2025 AIChE Annual Meeting

(10g) Decoding Control: Scalable and Interpretable Approximation of Control Laws with Oblique Decision Trees

Authors

Yankai Cao, The University of British Columbia
Modern control systems often rely on complex strategies like Model Predictive Control (MPC), Reinforcement Learning (RL), or other optimal control methods to achieve high performance. However, these advanced control laws frequently suffer from drawbacks that hinder their practical deployment. MPC often demands substantial online computation, making it challenging for real-time applications with fast dynamics [1]. RL policies, particularly those based on deep neural networks, can act as "black boxes," lacking interpretability and making verification difficult, which is a major concern in safety-critical systems [2]. Furthermore, implementing these complex controllers on resource-constrained hardware platforms can be infeasible [3]. There is a need for methods that can capture the performance benefits of these advanced controllers while offering computational efficiency, interpretability, and ease of implementation.

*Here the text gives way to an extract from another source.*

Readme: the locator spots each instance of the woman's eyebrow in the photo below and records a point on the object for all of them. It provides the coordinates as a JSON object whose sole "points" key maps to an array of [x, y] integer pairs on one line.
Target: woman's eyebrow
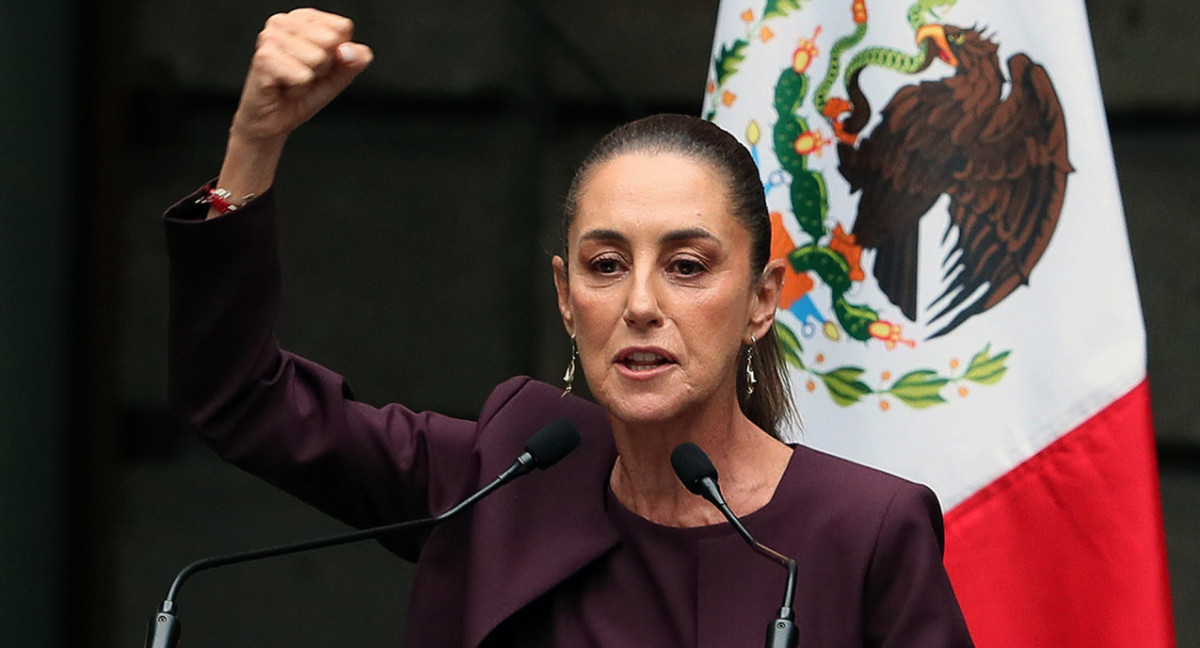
{"points": [[687, 235], [604, 235], [675, 235]]}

Studies on explicit MPC have established that the control law for linear MPC systems is a piecewise affine function of the system state (x) [4]. Building on this, theoretical work has shown that such linear MPC control laws can be exactly represented by a finite-depth oblique decision tree with linear predictions (ODT-LP), as shown in Picture (a). Here, the oblique decision tree structure is used to partition the state space into distinct polyhedral regions (polytopes) using linear combinations of features at branch nodes. Each leaf node corresponds to a specific polytope, where a simple linear control law (u = Fx + g) is applied.

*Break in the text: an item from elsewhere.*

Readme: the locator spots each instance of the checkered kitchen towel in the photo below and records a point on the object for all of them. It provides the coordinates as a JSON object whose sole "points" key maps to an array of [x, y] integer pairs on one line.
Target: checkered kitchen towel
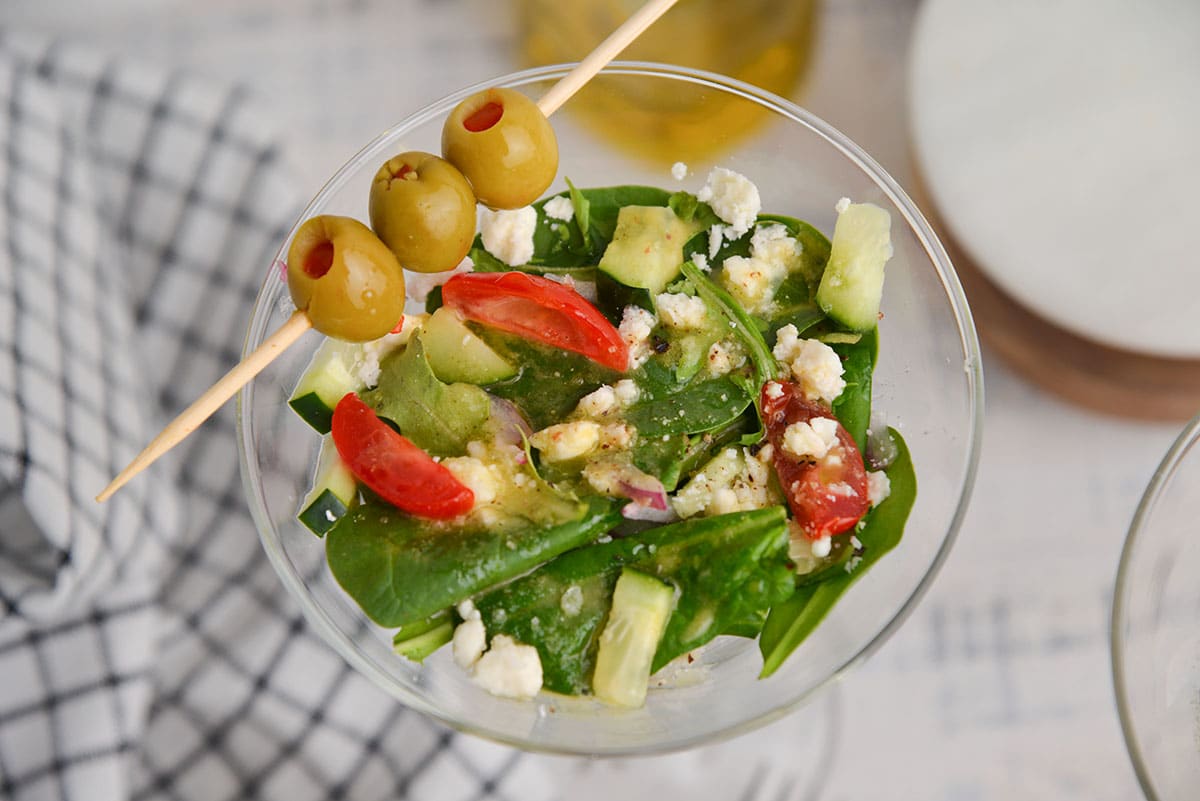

Inspired by this equivalence, we propose a data-driven framework using ODT-LP to learn approximations of control laws directly from sampled data, as shown in Picture (b). This framework is applicable not just to linear MPC but also to complex controllers like nonlinear MPC, RL policies, or other optimal control strategies. The core idea involves generating a dataset of state-action pairs by repeatedly solving the target high-performance controller offline across a representative set of initial states. This dataset trains the ODT-LP model in a supervised manner, where the tree learns to partition the state space using oblique splits (linear combinations of features) at branch nodes and predicts the control action using simple linear models at leaf nodes. This process effectively "decodes" the complex control logic into the explicit, rule-based structure of the ODT-LP. The resulting ODT-LP controller acts as a computationally lightweight surrogate: for linear MPC, it can learn the exact control law, while for nonlinear MPC, RL, or other complex strategies, it learns a near-optimal approximation.

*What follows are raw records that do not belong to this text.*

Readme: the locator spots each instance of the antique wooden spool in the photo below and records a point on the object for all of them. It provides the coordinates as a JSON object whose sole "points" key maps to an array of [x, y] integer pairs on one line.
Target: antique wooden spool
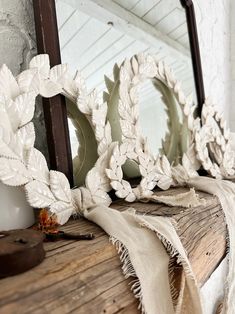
{"points": [[20, 250]]}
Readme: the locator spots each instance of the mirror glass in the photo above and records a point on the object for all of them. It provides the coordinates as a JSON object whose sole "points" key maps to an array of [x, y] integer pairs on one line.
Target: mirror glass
{"points": [[96, 34], [152, 116]]}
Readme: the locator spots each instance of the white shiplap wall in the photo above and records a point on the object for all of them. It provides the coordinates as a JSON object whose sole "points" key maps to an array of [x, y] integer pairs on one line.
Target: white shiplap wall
{"points": [[213, 20], [16, 18], [94, 41]]}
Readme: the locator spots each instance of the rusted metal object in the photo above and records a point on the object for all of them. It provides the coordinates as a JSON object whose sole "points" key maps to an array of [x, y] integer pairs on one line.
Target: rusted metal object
{"points": [[20, 250]]}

One key advantage of this ODT-LP approach is scalability. The method is designed to handle potentially high-dimensional state spaces during offline training and enables extremely fast online execution, significantly reducing the computational burden compared to online optimization. Furthermore, this scalability allows for a tunable trade-off: one can adjust the complexity of the ODT-LP (e.g., tree depth or node number) to balance the fidelity of the control law approximation against the computational cost. This cost includes both offline training effort and online execution speed. Simpler trees offer lower fidelity but faster training and execution, while more complex trees can achieve higher fidelity at the expense of increased computational resources.


Another significant advantage is the inherent interpretability offered by the decision tree structure [5]. For any given state, the tree evaluation follows a single, traceable path to a specific leaf node, where a unique and simple linear control law is applied, as shown in Picture (a). This rule-based structure provides transparency, allowing human operators to follow the step-by-step decision logic, enhancing trustworthiness and simplifying verification. By combining these benefits, ODT-LP offers a practical and scalable pathway to deploy near-optimal control performance with significantly reduced computational burden and enhanced interpretability, bridging the gap between advanced control theory and real-world implementation.